Project Ronald, an introduction

I live in a society in which the Government is restrained from taking any action which can be denounced in a 200 word article in the The Sun. How British democracy has attained this pitch of excellence need not concern us here, rather we must ask: how can we increase the explanatory power of articles in The Sun?. To do otherwise is to favour the obstruction of public policies exclusively on grounds of simplicity rather than demerit, with the result that any bad policy may be adopted if its proponents first trouble to complicate it unnecessarily.

Newspaper articles and narratives are but the finished product in a long supply chain of knowledge.
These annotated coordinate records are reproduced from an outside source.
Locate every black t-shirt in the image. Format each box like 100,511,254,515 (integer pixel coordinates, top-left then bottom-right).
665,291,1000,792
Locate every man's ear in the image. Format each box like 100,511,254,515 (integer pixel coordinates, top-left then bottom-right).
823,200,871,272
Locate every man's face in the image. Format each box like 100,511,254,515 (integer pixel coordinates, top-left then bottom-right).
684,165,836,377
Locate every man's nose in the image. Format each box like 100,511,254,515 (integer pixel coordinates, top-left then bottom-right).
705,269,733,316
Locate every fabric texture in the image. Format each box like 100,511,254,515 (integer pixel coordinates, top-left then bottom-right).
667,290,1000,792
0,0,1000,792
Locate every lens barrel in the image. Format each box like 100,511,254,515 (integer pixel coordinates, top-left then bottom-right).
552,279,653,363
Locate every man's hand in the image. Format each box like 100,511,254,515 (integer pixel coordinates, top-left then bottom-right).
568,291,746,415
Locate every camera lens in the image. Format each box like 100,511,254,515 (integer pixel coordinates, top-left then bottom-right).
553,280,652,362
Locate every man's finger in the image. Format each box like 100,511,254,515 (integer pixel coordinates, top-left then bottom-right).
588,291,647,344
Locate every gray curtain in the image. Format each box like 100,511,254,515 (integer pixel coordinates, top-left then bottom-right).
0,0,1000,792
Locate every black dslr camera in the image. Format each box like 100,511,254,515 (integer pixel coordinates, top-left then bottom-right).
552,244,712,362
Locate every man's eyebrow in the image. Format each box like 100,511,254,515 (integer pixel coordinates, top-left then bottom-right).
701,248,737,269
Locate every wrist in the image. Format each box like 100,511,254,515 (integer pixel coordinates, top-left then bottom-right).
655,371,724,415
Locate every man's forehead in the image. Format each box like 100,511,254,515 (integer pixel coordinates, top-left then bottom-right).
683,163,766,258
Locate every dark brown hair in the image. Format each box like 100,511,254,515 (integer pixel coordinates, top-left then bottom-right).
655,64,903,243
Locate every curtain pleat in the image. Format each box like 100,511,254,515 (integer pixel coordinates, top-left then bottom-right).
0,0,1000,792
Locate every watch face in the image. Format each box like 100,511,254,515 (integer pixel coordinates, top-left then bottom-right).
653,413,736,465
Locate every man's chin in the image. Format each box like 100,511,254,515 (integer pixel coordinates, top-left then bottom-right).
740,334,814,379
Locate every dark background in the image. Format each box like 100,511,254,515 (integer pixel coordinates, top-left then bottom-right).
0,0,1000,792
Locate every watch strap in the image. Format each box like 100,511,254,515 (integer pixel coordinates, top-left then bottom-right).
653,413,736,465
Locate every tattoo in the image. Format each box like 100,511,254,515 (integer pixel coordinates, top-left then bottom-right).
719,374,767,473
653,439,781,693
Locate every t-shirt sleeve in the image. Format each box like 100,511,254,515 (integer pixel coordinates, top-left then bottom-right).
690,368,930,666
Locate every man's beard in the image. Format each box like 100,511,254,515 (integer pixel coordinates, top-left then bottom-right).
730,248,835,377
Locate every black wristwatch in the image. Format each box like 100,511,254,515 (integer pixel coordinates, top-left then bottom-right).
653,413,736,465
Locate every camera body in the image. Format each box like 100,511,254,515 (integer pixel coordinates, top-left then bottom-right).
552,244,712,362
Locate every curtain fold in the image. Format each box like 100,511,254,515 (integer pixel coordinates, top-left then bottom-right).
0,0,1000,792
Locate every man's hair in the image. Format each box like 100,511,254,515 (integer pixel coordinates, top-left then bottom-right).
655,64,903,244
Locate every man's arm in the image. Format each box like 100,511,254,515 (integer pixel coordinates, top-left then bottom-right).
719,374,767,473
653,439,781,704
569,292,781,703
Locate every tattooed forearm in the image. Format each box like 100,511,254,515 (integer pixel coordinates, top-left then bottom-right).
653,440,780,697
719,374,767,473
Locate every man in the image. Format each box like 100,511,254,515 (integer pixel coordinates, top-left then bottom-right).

The Open Knowledge movement should conceive of itself as like unto the resourceful colonial railway companies of old, which opened up vast new territories and connected raw materials with factories.

Project Ronald, named for Ronalds Coase and McDonald, is my effort to connect up all the world’s tabular data. The aim is to enable speedy answers to the question “are these things correlated”, where this involves extracting information from public datasets published by different organisations. I take “speedy” to mean “in a couple of seconds”, and I have created a short video demonstrating the process from when someone selects successful search terms to find a dataset, to being able to do regressions in R, a statistics system; the video is heavily padded to show I’m not cheating.

The overall approach of the project is the New Jersey / UNIX philosophy, of getting a simple architecture of loosely connected components to work together, and worrying about obtaining the best implementation of each component later. Subsequent blog posts will relate the current implementation and future challenges.